Osteoarthritis

Winding back the harms of too much knee arthroscopy: Prof Ian Harris


Knee arthroscopy is a classic example of inappropriate practice being driven by financial incentives, fear of litigation and the ‘herd mentality’, an orthopaedic surgeon has told a conference devoted to ‘winding back the harms of too much medicine’.

But Professor Ian Harris told the Preventing Overdiagnosis 2019 meeting in Sydney that simple policies that promote ‘social acceptance’ of doing less can be implemented to reduce rates of the procedure that he said is still overused for degenerative knee conditions.

The conference, which brought together experts on overdiagnosis from around the world, looked at the harms of too much medicine and how to prevent it.

In an interview with the limbic, Professor Harris said the overmedicalisation of musculoskeletal conditions such as back pain and degenerative conditions was driven by a lack of understanding of the scientific literature, commercial interest and defensive medicine.

“There is a default to medical intervention when there is uncertainty,” said Professor Harris, of the University of NSW.

“We do that because it’s in everybody’s interest – private hospitals get paid a lot more to have a high turnover, surgeons for example get paid much more to operate than they do to not operate, and it’s in the doctors interest to be seen to be acting – to be seen to be treating – because there is a misapprehension in society that treating is always better than not treating.”

He also pointed to a ‘herd-safety’ mentality.

“You are less likely to be questioned or to be in any kind of trouble if you do what everyone else does – if everyone else is doing a certain procedure then you are on safe ground by doing it and you fit in.”

Speaking at the conference about the overuse of knee arthroscopy Professor Harris said rates for the controversial procedure – which clinical evidence shows has little benefit for degenerative conditions – have fallen since 2011. But there is still room for improvement, particularly for patients with degenerative conditions.

“There is a fairly good consensus of evidence that arthroscopy is not better than non-operative surgery for degenerative conditions in the knee such as osteoarthritis and undisplaced degenerative meniscus tears,” he said.

“It is being done much less for those conditions but there are areas where knee arthroscopy is still being done very commonly, so while rates have come down the practice change that we have seen has not been uniform.”

In Australia around 70,000 knee arthroscopies are performed every year, and Professor Harris noted that more than half (55%) are for people over 50, a population in whom degenerative changes such as osteoarthritis and meniscal tears are common.

At the conference, he presented the outcomes of a controlled before-and-after study that looked at the effect of a clinician-led intervention to reduce knee arthroscopy procedures. Professor Harris showed that one Sydney health district was able to cut rates by almost 60% in patients aged 50 years or over following the introduction of a very simple policy change.

The policy required hospital department head approval for knee arthroscopy surgery for patients aged 50 years or older. Additionally, a letter was written to all GPs in the local health district explaining the evidence against knee arthroscopy in this group and against unnecessary investigations like MRI.

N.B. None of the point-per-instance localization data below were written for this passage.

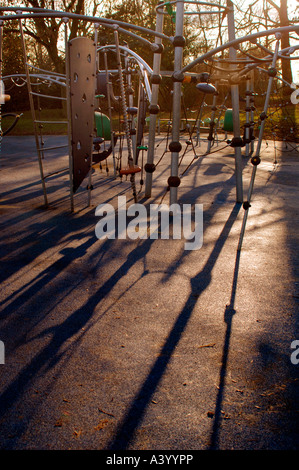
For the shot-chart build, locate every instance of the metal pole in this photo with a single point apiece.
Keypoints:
(110, 111)
(177, 87)
(96, 26)
(235, 104)
(125, 115)
(153, 107)
(68, 104)
(256, 159)
(33, 114)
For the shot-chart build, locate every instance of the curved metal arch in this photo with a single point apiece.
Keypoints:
(235, 42)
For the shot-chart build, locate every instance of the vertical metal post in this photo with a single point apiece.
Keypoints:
(177, 87)
(110, 111)
(68, 110)
(212, 123)
(125, 115)
(235, 104)
(248, 116)
(2, 91)
(33, 114)
(154, 103)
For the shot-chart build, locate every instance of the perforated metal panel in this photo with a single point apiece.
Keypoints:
(82, 57)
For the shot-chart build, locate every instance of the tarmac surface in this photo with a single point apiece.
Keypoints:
(141, 344)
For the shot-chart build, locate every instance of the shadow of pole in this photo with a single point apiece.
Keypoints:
(199, 283)
(228, 318)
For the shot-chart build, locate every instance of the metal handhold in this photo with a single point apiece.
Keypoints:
(206, 88)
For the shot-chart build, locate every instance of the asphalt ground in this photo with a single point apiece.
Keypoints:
(141, 344)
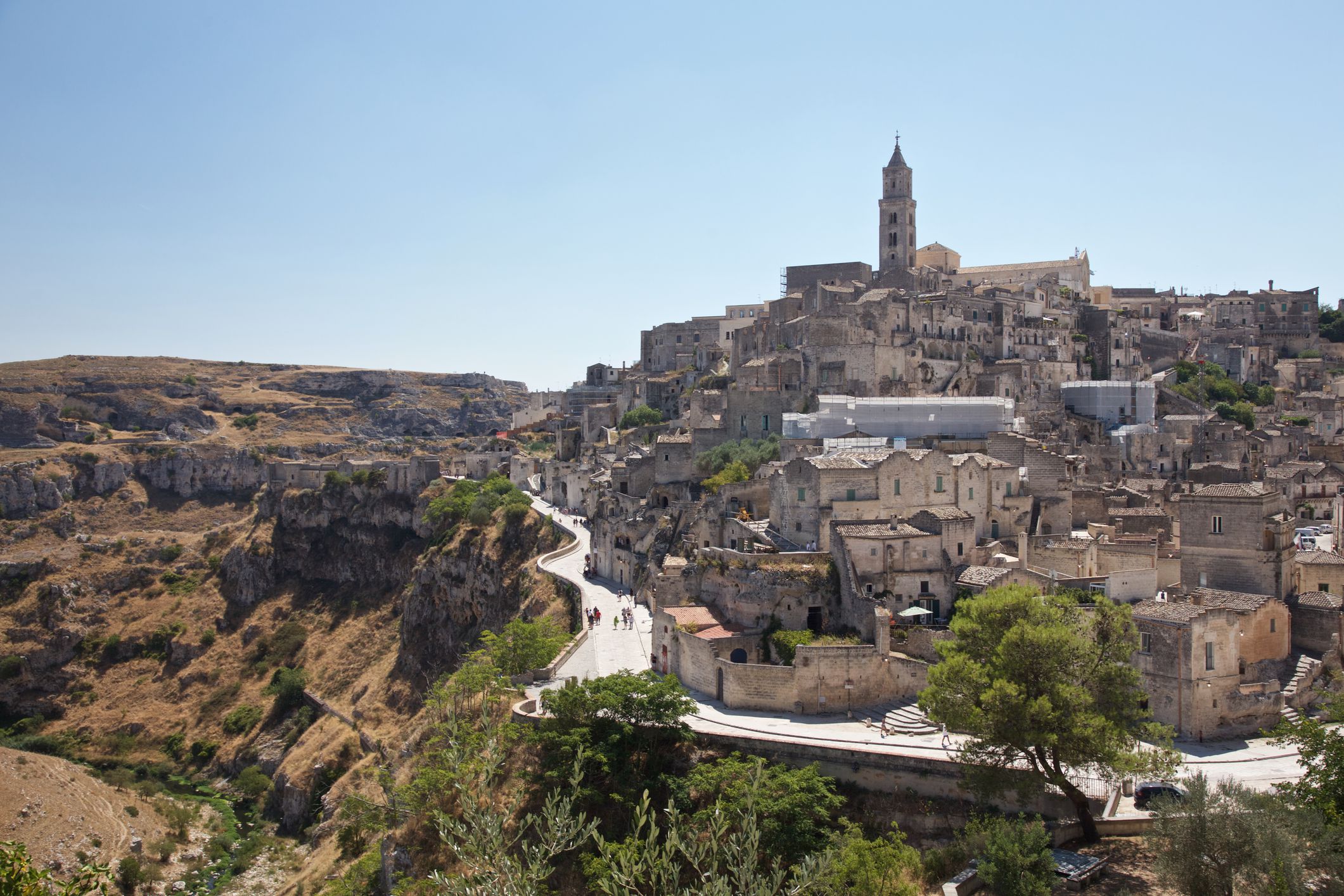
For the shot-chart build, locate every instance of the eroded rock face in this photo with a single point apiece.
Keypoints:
(187, 471)
(451, 599)
(26, 489)
(19, 428)
(366, 536)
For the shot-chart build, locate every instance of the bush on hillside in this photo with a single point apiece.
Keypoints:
(641, 416)
(752, 453)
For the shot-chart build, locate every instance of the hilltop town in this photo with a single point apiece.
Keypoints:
(933, 429)
(777, 508)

Professor Harris said the study showed there was a ‘clear drop’ in knee arthroscopy volumes – ranging from 7% to 58% – in the intervention hospitals after 2011 when the policy was introduced.

The largest decrease saw knee arthroscopy procedures reduced from 1.4 to 0.5 per 1000 population in some pubic hospital areas. A similar drop in private hospitals from the same district was also observed between 2011 and 2014, from 3.6 to 2.3 per 1000 population, which was also the largest reduction among all districts in NSW.

Noting that the intervention was not complex or one requiring large investments Professor Harris said it was a simple clinical governance and education process that most probably led to reconsideration of the indication for arthroscopies and referral to surgeons.

“It wasn’t that the policy made it difficult to do the surgery it was more that it made it easier not to do the surgery,” he said.

“It gave surgeons an excuse to say, ‘well we don’t do them anymore’ and that made it easier to tell the patient.”

It is this ‘social acceptance’, says Professor Harris, that really drives practice change.

“Changing clinical practice is a very social phenomenon, it has to do with a lot of social factors like acceptance, diagnostic comfort and not standing out – not wanting to be different to your colleagues.

“We have to understand these factors when we’re trying to change clinical practice because scientific evidence is not enough.”

The conference also heard from rheumatologist Professor Rachelle Buchbinder of Monash University, who said there need to be embedded policy frameworks and processes  to address overuse in healthcare systems.